You can develop the most amazing product, but if it's too expensive no one will buy it.
By the same logic, if your product is cheaper than the existing option, regardless of whether there is a great difference in performance, it is quite likely to sell well.
One critical technology that has been particularly limited by cost is solar power. Solar energy is plentiful, free and a far better alternative to the fossil fuels that are blamed for global climate change.
But still it accounts for only a tiny slice of the world's energy; less than one per cent, compared with more than 80 per cent from coal, oil and gas. A major reason has been the cost of the materials needed to harvest and store solar energy, most of which require extensive, expensive and sensitive processing.
One possible way of bringing the cost down would be to replace those high-intensity materials with others that are more readily available.
Scientists at the Masdar Institute, in collaboration with others at the Massachusetts Institute of Technology, have been looking at ways to integrate organic materials and nanomaterials into solar cells to create an efficient and cost-effective alternative to silicon-based cells.
Organic materials - plastics, polymers and other small molecules - are based on carbon, which is much cheaper and more readily available than the inorganic conductors - primarily silicon and copper - used in conventional electronics.
Carbon can be made into nanotubes, tiny tubes just one or two millionths of a millimetre across and maybe six to ten millionths of a millimetre long. These tubes transfer electrons efficiently - giving them great potential for the capture and transfer of solar energy.
They are mechanically flexible and transparent, which in theory could allow bendable and even wearable solar panels that could be integrated not just into structures as windows or curtains, but even within a device.
At the Masdar Institute we are trying to develop hybrid organic/inorganic photovoltaic solar devices, using electron microscopy, atomic force microscopy and optical absorption measurements to investigate the structural and optical properties of these composites.
So far, they look promising.
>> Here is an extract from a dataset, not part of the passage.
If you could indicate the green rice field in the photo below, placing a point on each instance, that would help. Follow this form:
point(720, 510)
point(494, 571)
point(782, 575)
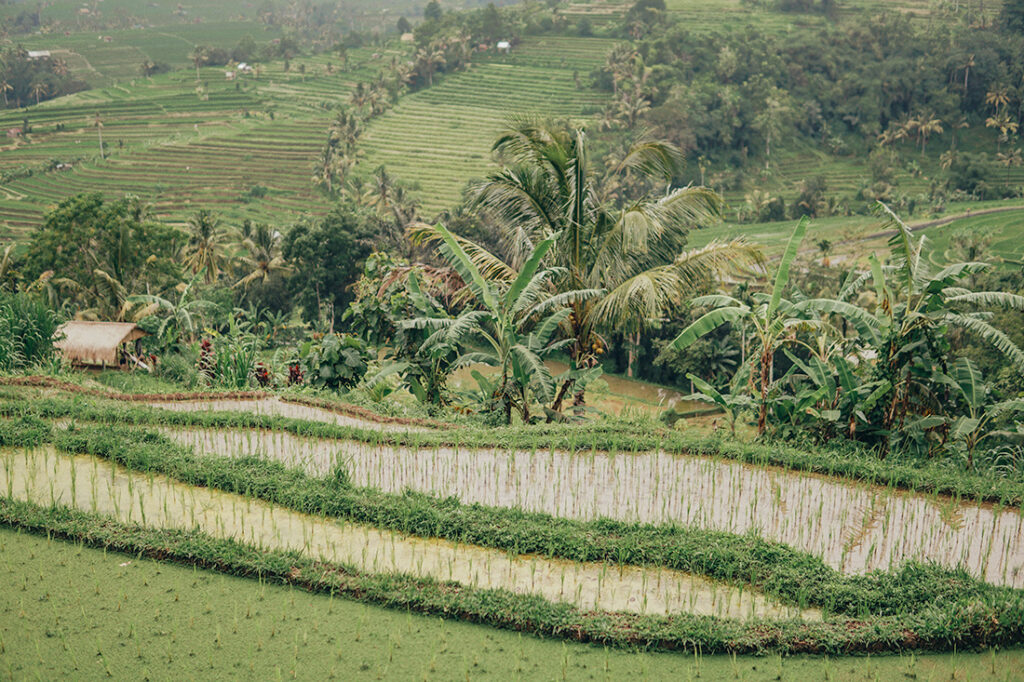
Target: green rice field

Next, we will further explore the behaviour of the nanotubes; how can we increase the efficiency of the photovoltaic device by changing the nanotubes' alignment, mixing them with other nanoparticles or dispersing them with other organic materials.
Organic/inorganic hybrid solar cells should eventually be cheaper than existing silicon-based cells, and far more flexible in their potential applications.
They offer the potential for a major change in solar technology, taking us beyond rigid panels on top of fixed structures, to dynamic, lightweight, flexible and transparent solar cells that can be cheaply, efficiently and easily integrated into modern life.
And with cells that you can fold, wear, see through and maybe even paint on, solar power could be nearly woven into the fabric of our future lives.
Dr Amal Al Ghaferi is an assistant professor of materials science and engineering at the Masdar Institute of Science and Technology
* Due to an editing error, an earlier version of this article mis-stated the dimensions of the nanotubes.